La rentrée scolaire pour l’enseignement primaire et secondaire est fortement menacée en RDC plusieurs  voix s’élèvent ça et là des acteurs principaux intervenant dans la formation des élèves du niveau primaire et secondaire. Enseignants et parents d’élèves sont préoccupés des conditions à réunir pour réussir l’année scolaire qui s’annonce.

Syndicats d’enseignants en ordre de bataille pour la grève

Les enseignants des écoles publiques officielles ou conventionnées en République Démocratique du Congo sont organisés et sont inscrits pour la plupart dans quelques grands syndicats enseignants du pays.

Presque tous les syndicats nationaux des enseignants ont donné après leurs assemblées générales   le mot  d’ordre de grève générale à la rentrée scolaire prévue au 4 septembre 2017.

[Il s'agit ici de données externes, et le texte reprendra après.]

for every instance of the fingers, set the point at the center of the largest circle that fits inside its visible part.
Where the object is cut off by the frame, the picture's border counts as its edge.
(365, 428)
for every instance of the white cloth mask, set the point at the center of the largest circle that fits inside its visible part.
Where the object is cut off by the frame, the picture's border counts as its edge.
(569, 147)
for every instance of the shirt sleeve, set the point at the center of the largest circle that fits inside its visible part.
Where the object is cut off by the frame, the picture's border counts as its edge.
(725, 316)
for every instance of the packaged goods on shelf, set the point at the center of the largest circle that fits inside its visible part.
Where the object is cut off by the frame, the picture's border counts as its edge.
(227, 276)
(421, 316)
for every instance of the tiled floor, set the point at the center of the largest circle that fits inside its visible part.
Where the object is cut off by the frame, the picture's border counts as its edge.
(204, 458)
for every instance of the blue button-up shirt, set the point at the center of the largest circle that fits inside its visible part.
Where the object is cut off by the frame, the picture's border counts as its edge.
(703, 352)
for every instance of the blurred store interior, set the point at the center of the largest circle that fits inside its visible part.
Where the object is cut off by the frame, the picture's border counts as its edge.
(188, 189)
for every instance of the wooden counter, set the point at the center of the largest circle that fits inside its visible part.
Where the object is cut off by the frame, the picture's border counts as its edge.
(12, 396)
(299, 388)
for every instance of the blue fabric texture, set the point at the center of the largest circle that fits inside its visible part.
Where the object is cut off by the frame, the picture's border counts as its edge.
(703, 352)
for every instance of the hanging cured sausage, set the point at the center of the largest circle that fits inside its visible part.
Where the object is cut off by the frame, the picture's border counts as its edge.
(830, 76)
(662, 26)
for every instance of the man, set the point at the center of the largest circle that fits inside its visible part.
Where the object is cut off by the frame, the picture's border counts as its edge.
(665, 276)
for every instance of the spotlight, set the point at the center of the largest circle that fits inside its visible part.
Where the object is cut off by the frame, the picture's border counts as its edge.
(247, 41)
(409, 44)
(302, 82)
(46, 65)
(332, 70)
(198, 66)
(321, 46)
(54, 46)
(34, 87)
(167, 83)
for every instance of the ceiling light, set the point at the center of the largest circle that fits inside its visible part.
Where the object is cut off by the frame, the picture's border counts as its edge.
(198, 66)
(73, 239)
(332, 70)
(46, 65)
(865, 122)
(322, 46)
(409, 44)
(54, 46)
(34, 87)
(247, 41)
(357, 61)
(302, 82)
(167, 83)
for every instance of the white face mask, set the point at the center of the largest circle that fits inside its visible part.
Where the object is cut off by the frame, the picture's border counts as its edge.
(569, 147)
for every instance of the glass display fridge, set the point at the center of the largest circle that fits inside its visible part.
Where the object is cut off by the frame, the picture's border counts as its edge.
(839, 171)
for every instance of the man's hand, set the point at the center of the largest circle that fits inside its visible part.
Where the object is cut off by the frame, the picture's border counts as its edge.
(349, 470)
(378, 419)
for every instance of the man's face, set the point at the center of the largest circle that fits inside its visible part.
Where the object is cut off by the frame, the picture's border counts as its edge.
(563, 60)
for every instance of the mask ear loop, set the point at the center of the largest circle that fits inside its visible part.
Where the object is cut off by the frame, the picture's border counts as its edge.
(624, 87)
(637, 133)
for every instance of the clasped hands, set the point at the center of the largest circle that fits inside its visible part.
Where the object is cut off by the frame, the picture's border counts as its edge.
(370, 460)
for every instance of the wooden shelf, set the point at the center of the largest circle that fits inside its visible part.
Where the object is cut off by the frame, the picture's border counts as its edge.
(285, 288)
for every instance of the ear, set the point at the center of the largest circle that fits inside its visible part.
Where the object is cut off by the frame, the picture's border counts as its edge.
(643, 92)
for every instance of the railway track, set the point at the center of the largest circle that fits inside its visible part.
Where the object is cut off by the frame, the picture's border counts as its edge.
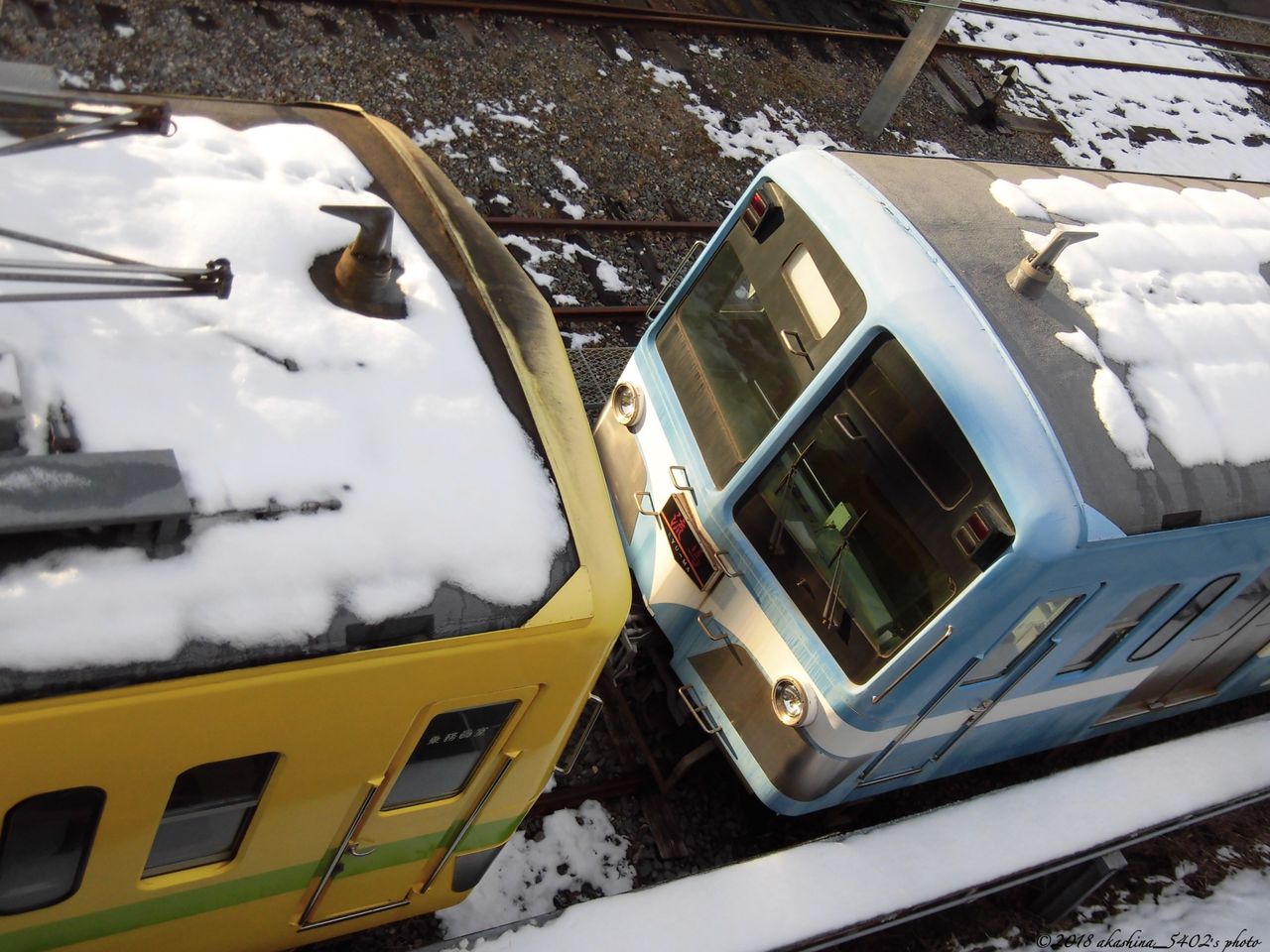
(624, 16)
(707, 791)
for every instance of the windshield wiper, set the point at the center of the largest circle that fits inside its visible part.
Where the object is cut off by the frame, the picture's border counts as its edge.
(781, 489)
(835, 561)
(141, 280)
(86, 122)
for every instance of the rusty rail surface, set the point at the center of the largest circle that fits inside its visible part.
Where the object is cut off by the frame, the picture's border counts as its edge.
(621, 14)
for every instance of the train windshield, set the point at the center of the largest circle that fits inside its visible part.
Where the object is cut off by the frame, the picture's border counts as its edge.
(724, 357)
(857, 515)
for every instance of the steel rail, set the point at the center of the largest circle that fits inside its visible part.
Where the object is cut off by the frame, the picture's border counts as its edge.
(1118, 28)
(830, 939)
(880, 923)
(622, 14)
(513, 223)
(621, 313)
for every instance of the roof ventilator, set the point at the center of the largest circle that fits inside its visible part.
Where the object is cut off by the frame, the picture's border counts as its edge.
(363, 277)
(1032, 276)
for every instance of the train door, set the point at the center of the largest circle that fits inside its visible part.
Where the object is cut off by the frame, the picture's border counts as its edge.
(1219, 647)
(407, 825)
(974, 690)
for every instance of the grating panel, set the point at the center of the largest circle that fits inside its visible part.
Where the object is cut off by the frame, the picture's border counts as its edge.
(597, 370)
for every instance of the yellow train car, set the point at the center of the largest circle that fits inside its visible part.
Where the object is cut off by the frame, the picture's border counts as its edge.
(202, 751)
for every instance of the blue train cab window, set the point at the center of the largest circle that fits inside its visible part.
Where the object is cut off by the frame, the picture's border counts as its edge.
(1118, 629)
(208, 812)
(1184, 616)
(752, 333)
(1040, 620)
(856, 515)
(447, 754)
(45, 846)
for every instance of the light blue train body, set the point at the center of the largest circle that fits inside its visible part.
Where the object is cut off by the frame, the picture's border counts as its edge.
(929, 540)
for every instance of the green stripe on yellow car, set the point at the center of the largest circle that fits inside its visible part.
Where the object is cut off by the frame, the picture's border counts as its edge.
(248, 889)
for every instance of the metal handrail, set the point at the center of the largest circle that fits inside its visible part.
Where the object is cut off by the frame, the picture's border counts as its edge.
(674, 281)
(911, 667)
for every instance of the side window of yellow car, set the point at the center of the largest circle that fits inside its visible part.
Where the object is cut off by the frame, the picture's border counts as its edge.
(45, 846)
(208, 812)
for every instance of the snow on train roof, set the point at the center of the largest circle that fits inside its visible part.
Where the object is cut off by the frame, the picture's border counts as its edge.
(399, 420)
(1150, 356)
(1176, 285)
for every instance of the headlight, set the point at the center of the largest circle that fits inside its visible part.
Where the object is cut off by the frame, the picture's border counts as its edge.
(627, 404)
(792, 702)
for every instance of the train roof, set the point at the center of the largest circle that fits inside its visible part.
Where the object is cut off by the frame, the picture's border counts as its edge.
(1150, 356)
(194, 484)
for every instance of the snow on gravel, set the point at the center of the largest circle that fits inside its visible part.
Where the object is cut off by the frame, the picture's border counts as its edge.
(822, 887)
(1128, 121)
(576, 848)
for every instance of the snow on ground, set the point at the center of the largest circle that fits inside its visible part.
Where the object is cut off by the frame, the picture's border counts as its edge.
(575, 340)
(1234, 916)
(362, 421)
(538, 254)
(767, 134)
(1174, 285)
(576, 849)
(1137, 122)
(826, 885)
(489, 119)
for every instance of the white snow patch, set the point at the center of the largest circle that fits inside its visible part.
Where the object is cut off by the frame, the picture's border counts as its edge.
(571, 208)
(576, 341)
(539, 255)
(1174, 287)
(1133, 121)
(924, 146)
(576, 848)
(570, 175)
(9, 380)
(1014, 198)
(818, 888)
(434, 135)
(359, 421)
(663, 76)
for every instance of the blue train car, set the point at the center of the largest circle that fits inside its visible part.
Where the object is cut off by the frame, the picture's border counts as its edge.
(929, 463)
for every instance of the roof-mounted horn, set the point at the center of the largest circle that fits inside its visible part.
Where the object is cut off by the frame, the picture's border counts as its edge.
(362, 277)
(1032, 276)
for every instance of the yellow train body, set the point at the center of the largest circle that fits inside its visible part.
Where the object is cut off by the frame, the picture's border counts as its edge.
(324, 853)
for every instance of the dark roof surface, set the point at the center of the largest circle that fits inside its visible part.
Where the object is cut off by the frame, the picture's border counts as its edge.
(951, 204)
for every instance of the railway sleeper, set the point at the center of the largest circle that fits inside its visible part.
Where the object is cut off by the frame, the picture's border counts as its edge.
(1061, 892)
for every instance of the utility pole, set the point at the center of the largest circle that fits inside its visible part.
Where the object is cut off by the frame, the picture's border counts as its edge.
(908, 62)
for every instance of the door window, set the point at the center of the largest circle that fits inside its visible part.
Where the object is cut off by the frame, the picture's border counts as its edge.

L’Intersyndical des enseignants du Congo, qui regroupe la Centrale congolaise des enseignants, la Force agissante, le Syndicat national des enseignants protestants, Synep et le Syndicat national des enseignants catholiques, Synecat. Le Syndicat des enseignants du Congo, Syeco, qui vient de tenir son assemblée générale a aussi donné le mot d’ordre de grève. Mme Cécile Thilombo occupe désormais le poste Secrétaire général. Joint au téléphone, M. Jean Bosco Puna du Synecat a donné les raisons qui ont poussé son syndicat ainsi que les autres  syndicats à choisir la grève comme moyen de pression sur l’Etat employeur. « L’Etat employeur ne paie pas les enseignants selon le taux de 1450 Fc et cela malgré les propositions du Parlement. L’augmentation de 20.000 Fc allouée aux fonctionnaires dont les enseignants n’a pas été réalisée »

Associations de parents d’élèves recommandent la modération sur la grève des enseignants

Deux  associations de parents d’élèves, l’Anapeco, Association des parents d’élèves du Congo et  l’Association des Parents des élèves des écoles catholiques, Apec, ont recommandé de la modération dans leurs revendications salariales. L’Apec a d’abord relevé le souci des parents pour l’instruction des enfants. Les enseignants de ces élèves doivent aussi être à l’aise. Face à ces deux exigences, l’Apec recommande la voie d’un dialogue franc avec les parties concernées, Etat employeur et enseignants syndiqués.